I have to admit that Wednesday I woke up very depressed and regretted everything I had done, I felt guilty for spending that much money on myself to feel this bad! I read about the emotion roller coaster and thought I was strong enough to not let my feelings get to me...I was wrong, those dang emotions snuck up on me and hit me hard. I was crying and mad and felt I was falling apart from the inside out! I read thru my papers and articles I had printed off and those made me feel half normal again..at least they reminded me I was going thru normal thoughts and emotions. After the visits I had, I felt way better about myself and choice of a tt.

Well I'm going to wrap presents and enjoy my tube free evening!

One more thing...

Dr said he took off 13 pounds...I sure can notice how's wonderful it feels to walk without my bouncing belly against my legs...what a world of difference! I love how I'm looking!!

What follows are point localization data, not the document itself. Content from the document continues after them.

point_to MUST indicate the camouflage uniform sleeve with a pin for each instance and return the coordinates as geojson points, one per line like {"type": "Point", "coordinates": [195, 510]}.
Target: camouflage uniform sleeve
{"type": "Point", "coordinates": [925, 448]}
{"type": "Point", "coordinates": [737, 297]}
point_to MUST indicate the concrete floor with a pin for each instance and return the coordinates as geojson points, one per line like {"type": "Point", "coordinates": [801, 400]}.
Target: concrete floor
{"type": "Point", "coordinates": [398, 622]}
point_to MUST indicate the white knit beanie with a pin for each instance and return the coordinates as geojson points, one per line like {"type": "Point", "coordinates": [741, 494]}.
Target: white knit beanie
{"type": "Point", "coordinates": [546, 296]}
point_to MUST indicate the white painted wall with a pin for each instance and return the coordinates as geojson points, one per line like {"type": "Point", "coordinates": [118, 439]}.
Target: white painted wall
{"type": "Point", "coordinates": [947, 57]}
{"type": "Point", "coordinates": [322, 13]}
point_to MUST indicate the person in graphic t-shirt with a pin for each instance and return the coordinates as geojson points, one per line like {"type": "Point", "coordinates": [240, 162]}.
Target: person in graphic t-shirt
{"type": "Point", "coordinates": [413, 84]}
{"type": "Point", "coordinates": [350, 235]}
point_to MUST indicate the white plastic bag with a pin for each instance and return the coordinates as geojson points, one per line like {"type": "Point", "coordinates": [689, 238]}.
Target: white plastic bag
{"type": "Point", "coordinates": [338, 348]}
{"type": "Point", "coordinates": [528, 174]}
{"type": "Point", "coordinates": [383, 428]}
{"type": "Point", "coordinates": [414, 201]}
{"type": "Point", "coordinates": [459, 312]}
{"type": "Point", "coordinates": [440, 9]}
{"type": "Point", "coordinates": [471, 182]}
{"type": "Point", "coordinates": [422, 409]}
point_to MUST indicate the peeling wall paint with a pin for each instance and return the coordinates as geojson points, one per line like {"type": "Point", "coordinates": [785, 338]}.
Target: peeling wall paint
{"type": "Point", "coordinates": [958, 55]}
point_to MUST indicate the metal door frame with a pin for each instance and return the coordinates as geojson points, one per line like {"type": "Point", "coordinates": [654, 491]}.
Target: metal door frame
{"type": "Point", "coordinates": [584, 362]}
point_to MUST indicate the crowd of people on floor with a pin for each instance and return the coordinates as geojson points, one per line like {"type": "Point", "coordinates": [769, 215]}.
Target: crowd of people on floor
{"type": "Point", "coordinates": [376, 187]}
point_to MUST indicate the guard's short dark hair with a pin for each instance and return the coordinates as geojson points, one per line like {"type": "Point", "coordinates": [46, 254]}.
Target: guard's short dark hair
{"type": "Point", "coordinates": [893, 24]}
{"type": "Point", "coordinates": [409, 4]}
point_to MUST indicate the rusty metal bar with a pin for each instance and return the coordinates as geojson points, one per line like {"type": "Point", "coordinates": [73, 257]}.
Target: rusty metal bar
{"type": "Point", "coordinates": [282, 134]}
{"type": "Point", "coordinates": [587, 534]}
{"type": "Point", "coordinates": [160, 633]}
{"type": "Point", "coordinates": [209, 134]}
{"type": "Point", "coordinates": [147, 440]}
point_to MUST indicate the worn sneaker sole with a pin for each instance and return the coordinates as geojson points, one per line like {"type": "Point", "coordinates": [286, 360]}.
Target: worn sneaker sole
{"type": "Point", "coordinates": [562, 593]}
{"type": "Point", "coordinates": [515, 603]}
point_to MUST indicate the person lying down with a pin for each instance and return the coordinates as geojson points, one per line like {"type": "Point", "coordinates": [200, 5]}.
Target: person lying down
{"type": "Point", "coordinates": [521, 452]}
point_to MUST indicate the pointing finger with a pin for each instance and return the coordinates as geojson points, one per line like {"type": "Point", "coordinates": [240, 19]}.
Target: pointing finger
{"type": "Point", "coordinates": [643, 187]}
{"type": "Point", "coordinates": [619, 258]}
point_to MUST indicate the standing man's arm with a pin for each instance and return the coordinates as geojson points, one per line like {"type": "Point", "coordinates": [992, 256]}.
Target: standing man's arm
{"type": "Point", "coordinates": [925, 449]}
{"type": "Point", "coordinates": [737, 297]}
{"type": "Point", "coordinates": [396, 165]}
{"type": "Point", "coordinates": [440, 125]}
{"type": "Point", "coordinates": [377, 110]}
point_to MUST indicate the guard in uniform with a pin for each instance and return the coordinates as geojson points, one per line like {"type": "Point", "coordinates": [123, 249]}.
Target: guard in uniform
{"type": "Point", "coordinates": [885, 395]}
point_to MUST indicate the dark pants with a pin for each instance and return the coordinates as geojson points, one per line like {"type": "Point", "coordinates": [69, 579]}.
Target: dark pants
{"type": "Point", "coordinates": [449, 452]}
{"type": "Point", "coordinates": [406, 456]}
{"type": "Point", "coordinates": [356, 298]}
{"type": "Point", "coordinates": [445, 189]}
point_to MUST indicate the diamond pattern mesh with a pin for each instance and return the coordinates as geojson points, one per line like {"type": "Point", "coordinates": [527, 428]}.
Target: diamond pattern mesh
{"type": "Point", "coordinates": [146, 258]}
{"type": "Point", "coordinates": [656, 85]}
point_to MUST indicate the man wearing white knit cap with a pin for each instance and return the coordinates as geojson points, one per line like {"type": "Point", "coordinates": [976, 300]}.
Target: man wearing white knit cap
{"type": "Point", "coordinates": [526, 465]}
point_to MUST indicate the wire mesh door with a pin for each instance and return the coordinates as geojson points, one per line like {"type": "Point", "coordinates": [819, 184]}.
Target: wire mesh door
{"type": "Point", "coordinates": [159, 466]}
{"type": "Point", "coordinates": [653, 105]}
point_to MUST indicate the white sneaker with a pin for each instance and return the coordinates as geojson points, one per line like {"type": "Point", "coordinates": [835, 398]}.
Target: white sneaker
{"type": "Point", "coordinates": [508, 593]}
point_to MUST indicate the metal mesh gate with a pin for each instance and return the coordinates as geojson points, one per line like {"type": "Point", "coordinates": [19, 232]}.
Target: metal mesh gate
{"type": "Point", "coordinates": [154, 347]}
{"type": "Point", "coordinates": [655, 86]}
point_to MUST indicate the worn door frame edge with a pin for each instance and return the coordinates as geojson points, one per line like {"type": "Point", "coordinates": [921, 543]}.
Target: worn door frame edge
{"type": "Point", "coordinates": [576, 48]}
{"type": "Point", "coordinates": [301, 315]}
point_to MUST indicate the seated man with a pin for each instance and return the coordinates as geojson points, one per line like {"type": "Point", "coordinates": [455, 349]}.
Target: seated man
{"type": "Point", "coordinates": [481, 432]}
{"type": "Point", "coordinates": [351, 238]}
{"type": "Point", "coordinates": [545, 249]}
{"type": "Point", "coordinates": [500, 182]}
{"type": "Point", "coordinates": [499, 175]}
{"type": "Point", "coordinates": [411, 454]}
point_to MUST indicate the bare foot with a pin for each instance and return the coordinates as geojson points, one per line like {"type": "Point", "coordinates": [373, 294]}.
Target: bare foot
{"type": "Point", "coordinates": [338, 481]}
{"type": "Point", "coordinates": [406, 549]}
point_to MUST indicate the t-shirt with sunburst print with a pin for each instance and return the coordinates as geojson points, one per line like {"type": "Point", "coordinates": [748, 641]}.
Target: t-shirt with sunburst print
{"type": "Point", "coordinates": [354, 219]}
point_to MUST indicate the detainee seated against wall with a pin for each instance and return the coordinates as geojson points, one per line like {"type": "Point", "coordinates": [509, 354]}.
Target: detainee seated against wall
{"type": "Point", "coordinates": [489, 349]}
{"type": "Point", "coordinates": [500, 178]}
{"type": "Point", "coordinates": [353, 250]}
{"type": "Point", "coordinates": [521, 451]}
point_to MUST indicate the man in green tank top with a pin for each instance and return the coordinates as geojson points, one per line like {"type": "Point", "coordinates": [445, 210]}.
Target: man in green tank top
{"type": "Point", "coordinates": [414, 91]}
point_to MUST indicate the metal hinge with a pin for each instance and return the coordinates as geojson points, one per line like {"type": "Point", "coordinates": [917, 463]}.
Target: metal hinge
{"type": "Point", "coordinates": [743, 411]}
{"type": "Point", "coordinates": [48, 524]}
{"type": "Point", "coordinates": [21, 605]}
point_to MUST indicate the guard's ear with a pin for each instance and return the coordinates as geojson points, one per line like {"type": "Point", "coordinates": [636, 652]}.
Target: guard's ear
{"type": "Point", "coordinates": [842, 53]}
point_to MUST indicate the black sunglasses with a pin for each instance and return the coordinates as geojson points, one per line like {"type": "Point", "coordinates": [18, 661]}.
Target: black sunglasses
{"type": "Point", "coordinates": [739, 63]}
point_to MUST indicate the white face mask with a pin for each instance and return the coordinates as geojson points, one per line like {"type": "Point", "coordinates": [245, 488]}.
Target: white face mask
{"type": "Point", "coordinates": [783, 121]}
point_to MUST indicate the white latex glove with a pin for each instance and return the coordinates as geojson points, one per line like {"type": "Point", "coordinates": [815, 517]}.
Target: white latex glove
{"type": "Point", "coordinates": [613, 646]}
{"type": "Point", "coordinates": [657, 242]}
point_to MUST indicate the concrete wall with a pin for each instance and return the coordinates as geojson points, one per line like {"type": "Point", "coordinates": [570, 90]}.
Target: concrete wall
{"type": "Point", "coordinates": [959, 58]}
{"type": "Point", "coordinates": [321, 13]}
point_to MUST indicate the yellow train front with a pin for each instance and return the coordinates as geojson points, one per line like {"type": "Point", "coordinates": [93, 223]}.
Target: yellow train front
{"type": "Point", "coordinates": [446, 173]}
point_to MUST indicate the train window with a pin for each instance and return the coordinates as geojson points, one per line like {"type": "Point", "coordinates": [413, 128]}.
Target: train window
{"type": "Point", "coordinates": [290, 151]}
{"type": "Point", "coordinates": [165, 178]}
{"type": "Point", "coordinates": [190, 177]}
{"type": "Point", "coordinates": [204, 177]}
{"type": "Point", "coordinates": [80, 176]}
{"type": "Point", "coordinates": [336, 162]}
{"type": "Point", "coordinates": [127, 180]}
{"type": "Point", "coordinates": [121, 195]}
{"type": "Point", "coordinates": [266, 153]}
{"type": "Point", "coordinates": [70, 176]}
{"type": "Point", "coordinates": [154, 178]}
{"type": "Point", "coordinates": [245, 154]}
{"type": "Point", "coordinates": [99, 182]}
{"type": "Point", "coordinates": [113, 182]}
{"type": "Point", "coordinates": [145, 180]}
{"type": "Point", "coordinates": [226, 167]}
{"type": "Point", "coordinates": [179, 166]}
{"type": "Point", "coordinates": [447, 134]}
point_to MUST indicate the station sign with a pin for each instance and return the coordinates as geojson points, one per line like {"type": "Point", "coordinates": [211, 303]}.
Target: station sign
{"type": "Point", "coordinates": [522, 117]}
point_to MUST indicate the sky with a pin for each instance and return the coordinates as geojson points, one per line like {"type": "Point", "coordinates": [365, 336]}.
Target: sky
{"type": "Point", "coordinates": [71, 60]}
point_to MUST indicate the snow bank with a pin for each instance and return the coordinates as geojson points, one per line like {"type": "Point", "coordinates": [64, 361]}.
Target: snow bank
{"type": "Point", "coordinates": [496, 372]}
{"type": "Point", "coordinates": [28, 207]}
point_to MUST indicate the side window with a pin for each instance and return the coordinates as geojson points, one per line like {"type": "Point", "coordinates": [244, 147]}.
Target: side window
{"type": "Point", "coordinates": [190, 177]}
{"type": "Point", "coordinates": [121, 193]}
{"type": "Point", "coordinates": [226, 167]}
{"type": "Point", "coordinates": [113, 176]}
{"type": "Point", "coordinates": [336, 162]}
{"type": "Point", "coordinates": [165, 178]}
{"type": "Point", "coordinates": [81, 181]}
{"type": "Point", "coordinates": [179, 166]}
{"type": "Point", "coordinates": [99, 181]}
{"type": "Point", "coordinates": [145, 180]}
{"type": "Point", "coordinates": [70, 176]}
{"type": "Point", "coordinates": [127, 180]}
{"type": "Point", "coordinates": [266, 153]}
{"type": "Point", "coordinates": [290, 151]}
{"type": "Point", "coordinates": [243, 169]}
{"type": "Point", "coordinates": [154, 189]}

Taking it easy and waiting....

I have been feeling great...a little better everyday! I'm waiting to get back to my normal life but I know it will be here soon enough... I went back to work last week and with Christmas and parties and everything else with normal life, I'm pooped! I have been taking it easy and sneaking naps in when I can...even just laying down with my feet elevated for 30 mins helps...I took.some pics this morning, I will post them! I'm still pretty swollen but am really happy with how I look! My thighs are healing nice and my tt scar is looking really good and almost sealed completely...I'm so impressed with how much the Dr took off...3 inches of skin on both my thighs and 13 pounds of apron...I'm very impressed with how much lap I have now, my legs look longer...my beast used to fill up half my thigh! Now I have a full thigh and I can even see my vjay...I can't wait to walk straight, start working out, and wearing my heels...but I'm headed there!

New app

1 month down...

Couple more weeks and I think I'll be back to normal...or at least back to better then normal...Im excited to see and feel my new muscles when I work out! Wore my heels to a wedding tonight and did well! I miss wearing heels and dressing girly, I'm almost back to that...I swell up pretty good by start of evening, almost every night...I've been back to work for two weeks now and I wore my binder the first week and a compression tank top the second week..as soon as I get home I slap my binder on and wear it from about 5 pm till I wake up in morning...then I like to wear it while I'm getting ready and moving around alot...everyday seems to be better then the last...my thighs are healing well and are almost all sealed...the top of my thighs were I had Lipo are still sensitive, as well as my knees but other then that they are looking really nice...I need to call the Dr. to find out when I can swim and hot tub...I'm going to add some before and after pics

one month difference...

Loving my new bod

I haven't posted anything in awhile due to being ABLE to get out and do some fun summer stuff. I love being able to get out and not hurt after. I feel so free and young again. I will post a few pics of me during the past few months. I have read the comments below and I am so excited that my story has helped others in their own quest. I promised myself that if I can do anything with this experience, it was to document it. Document it all, no matter how embarrassing the pics or review. I had trouble finding information and stories that related to me. I wanted to help others and help them work out the process as I wish I could have found. I have met some really spectacular ladies on here. Not to mention the great support they showed to me! I hope I put this TT and thighplasty process into perspective. Just remember the recovery time is HELL but it is only a few weeks and will seem like a great trade off once things have healed properly!! I will try to update more often from now on! Cheers my friends!
Portland Plastic Surgeon

Dr. Workman and his staff has made this a very pleasurable experience. They are all very nice and personable. They answered all my questions and made me feel comfortable with my decision to have a TT. I look forward to bragging about my new tummy!!